タダの代償 

2006年8月12日 日常
日本に滞在中の出来事。母と姉が夏物の衣替えをしていて、ついでにクローゼットの整理もしていた。

母がシャネルのバッグを出して「これ、使わないからレイコにあげるよ」と気前良くくれた。多分、母は私が貧乏でブランドのバッグも持ってないから可哀相と思ったのだろう。

そしたら姉が「レイコばかりずるい!」と異議を申し立て。

母が「お姉ちゃんは、ヴィトンとかプラダのバッグを沢山持っているからいいじゃない」とたしなめるように言ったら、姉が「だってそれは自分のお金で全部買ったんだもん」と言った。

若い時に結婚して勝手に貧乏してブランドのバッグ一つ買えないのも私の人生で、独身で給料の殆どがお小遣いなのも姉の人生で、どちらも自由と平等って訳だ。

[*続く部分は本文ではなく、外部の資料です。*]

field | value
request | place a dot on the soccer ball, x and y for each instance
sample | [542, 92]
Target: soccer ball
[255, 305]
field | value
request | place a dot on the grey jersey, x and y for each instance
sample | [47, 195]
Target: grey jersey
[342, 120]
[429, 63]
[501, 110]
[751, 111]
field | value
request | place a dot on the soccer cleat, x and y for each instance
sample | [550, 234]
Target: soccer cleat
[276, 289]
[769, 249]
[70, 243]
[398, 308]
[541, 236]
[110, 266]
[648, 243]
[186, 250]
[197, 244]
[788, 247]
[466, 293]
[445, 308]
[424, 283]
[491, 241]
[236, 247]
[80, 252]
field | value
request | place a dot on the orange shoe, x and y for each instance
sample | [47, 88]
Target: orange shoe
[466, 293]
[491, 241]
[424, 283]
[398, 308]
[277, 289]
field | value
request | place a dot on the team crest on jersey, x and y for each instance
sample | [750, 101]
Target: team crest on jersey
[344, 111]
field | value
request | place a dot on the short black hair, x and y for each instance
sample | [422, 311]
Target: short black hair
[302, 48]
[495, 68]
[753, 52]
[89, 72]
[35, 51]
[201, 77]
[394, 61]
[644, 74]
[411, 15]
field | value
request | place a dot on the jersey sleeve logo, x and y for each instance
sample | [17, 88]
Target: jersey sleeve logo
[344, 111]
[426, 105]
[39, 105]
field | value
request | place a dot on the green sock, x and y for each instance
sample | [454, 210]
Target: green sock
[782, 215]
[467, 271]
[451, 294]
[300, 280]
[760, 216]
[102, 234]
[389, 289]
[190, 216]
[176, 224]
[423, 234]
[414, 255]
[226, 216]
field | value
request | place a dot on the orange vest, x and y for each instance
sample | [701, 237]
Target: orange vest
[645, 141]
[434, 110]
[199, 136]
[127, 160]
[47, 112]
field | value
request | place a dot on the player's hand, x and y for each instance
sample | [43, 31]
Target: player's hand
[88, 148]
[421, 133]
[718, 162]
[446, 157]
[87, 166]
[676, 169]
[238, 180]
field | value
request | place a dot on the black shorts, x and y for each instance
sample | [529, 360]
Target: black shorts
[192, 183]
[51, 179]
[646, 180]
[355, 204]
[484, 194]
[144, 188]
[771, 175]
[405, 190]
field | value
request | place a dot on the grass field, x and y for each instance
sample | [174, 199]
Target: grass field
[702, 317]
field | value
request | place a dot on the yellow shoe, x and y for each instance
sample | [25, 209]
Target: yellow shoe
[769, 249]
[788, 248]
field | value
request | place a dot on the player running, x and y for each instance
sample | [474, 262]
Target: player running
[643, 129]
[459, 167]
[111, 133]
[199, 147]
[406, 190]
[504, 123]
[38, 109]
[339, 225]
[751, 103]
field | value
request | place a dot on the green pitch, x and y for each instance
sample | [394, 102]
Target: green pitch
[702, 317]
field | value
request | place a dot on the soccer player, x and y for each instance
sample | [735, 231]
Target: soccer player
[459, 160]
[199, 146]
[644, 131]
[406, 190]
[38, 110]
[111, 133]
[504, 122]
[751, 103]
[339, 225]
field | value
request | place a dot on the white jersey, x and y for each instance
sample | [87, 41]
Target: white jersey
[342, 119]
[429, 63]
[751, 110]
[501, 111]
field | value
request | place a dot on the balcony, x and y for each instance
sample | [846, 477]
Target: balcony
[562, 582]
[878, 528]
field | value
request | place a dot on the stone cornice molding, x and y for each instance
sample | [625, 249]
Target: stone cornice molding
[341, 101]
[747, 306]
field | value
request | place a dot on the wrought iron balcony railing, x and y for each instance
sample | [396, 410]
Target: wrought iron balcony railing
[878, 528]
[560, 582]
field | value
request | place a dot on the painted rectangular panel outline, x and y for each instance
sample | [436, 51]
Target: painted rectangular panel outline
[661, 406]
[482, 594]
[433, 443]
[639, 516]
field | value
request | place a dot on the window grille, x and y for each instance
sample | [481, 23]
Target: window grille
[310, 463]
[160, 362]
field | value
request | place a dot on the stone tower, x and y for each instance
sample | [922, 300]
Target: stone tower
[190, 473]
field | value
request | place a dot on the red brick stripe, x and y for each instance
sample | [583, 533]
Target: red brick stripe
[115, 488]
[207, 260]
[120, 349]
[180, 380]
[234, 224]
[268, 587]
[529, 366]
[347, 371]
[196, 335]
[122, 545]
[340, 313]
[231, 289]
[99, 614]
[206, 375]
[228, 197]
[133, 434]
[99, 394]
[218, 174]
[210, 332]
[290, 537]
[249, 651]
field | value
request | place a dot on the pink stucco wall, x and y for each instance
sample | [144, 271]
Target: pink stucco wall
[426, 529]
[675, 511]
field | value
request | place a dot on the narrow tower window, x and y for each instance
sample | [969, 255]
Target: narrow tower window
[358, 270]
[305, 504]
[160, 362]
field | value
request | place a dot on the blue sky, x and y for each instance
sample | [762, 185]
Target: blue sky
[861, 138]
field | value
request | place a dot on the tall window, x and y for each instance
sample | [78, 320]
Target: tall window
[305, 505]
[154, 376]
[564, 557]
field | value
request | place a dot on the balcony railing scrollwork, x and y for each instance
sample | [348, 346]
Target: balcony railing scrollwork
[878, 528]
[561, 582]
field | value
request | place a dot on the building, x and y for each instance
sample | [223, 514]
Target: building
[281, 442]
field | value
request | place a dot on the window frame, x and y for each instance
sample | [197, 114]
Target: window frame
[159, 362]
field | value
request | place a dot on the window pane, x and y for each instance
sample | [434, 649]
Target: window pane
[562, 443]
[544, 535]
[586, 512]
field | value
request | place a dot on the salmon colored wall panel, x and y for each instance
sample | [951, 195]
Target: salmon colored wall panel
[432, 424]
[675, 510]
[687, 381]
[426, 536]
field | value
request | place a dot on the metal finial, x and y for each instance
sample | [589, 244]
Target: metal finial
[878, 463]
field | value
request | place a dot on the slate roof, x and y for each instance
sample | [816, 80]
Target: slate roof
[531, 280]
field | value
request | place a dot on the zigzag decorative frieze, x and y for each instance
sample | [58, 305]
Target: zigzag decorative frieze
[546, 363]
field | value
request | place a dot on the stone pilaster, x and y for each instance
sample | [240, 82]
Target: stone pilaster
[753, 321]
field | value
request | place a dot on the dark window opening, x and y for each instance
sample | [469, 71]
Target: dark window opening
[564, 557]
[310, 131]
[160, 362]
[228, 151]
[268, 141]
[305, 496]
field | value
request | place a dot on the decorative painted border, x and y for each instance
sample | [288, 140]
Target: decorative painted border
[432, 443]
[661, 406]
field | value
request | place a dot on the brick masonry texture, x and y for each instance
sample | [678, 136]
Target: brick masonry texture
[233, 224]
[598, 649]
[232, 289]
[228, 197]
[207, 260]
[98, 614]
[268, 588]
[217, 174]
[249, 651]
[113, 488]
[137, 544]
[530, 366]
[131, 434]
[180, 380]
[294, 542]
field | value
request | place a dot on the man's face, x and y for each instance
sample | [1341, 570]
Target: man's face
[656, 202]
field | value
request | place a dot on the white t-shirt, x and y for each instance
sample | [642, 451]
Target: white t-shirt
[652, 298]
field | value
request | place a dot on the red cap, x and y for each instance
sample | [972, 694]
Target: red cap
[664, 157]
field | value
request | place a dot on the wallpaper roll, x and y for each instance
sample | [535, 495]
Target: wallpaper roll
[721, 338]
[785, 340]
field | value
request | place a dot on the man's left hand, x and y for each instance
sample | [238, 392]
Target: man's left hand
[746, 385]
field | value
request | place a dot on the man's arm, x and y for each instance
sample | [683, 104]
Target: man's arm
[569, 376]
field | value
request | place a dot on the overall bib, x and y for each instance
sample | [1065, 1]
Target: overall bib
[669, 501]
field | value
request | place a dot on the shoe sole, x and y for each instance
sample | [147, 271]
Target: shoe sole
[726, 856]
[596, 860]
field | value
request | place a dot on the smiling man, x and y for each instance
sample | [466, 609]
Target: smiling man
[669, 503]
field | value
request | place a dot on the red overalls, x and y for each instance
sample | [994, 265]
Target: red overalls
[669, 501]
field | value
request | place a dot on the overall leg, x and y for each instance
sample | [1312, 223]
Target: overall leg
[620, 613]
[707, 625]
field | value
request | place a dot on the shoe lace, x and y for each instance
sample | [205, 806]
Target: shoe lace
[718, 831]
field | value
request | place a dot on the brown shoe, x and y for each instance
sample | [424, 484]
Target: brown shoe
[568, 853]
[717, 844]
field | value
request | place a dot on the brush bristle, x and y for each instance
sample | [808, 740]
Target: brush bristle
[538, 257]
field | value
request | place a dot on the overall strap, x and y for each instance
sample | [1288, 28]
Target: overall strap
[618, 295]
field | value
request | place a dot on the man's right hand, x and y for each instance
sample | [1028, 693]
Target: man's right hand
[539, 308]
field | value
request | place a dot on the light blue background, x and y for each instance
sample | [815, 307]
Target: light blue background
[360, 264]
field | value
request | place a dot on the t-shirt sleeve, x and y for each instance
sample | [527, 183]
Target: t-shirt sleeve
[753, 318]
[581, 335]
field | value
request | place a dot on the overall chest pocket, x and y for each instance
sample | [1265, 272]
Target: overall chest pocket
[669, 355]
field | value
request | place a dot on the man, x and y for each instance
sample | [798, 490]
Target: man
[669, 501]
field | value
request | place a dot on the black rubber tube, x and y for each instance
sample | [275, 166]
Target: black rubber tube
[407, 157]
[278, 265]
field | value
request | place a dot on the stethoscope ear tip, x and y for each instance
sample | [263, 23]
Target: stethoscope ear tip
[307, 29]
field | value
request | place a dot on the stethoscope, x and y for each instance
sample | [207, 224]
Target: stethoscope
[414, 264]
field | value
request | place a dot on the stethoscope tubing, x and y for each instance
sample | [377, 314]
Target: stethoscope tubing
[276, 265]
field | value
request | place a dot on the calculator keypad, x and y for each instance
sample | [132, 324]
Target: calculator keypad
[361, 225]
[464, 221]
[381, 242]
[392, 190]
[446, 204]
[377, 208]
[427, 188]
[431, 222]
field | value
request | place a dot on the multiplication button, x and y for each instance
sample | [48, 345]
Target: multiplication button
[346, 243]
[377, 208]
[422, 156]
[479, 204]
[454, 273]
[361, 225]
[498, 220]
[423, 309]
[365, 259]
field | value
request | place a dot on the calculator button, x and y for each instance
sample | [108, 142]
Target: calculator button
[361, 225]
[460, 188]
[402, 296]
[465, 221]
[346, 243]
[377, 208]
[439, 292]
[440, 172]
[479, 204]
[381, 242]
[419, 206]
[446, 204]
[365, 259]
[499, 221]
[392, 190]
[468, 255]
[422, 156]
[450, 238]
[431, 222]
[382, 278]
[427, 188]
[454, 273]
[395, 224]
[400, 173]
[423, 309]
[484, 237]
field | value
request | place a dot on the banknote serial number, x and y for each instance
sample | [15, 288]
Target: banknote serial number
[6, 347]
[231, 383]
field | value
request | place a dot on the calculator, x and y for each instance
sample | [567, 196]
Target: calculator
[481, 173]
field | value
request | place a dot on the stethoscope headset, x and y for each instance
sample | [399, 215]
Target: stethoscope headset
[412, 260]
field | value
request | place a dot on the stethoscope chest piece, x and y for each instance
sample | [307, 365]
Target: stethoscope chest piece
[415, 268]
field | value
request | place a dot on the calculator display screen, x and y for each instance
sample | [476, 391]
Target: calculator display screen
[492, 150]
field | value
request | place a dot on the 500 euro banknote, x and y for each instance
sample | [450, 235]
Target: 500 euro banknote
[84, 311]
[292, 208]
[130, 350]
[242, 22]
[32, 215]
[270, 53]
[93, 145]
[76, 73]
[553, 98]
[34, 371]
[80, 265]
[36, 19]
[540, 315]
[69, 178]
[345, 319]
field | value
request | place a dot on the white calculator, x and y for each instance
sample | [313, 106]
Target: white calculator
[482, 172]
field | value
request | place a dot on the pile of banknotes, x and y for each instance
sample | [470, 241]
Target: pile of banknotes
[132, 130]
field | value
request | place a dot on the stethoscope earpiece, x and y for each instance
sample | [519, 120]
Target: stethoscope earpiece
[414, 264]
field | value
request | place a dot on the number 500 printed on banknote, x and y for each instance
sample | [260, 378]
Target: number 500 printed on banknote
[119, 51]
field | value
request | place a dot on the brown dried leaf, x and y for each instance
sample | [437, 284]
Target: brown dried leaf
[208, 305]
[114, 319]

姉の一言でそれを感じ取った私は「じゃー要らない」とバッグを戻した。

翌日、姉が出勤した後に母が「レイコちゃん、シャネルのバッグは持って帰りな。お母さんは使わないから」と言ってくれたけど「えーいいよ、お姉ちゃんが知ったらうるさいから」と断ったら、「いいから、いいから、お姉ちゃんに内緒にすればいいから」と押し返してきた。

母から見れば歳も変わらぬ姉妹が片やブランドばかり持っていて、片や安物ばかり持っていて不憫に思えたのかもしれない。姉は自分で稼いで買った物だし、私は買えない代わり専業主婦とかして楽しているし。

電話で夫に相談したら「お母さんがくれるって言うなら貰った方がいい。持って帰るんだぞ!」と何度も言った。ファッションに疎い夫でもシャネルのバッグの価値くらい分るようで、せっかくのチャンスと思っているみたいだ。

取り合えず貰ったバッグは私の側に置いておいた。

でもね、色々と考えた。親も年だし母が亡くなった後に形見分けをした時、私がこのシャネルのバッグを貰ったことによって、姉妹の輪が乱れたり、私に不利な相続や形見分けになったら面倒になるだろうなって。

姉はブランドのバッグを沢山持っていても、妹がタダでシャネルのバッグを貰う事に大いに不満を抱くくらいだから、今バッグを貰ったら後々ただごとじゃ済まされないと予想される。私の中で危険信号が点滅しているのが分った。

貰ったら危険だ!これは危ないぞ!ってね。

だからアメリカに帰る荷造りをしている時に、母から貰ったシャネルのバッグを黙ってクローゼットに戻しておいた。これでいいのだー。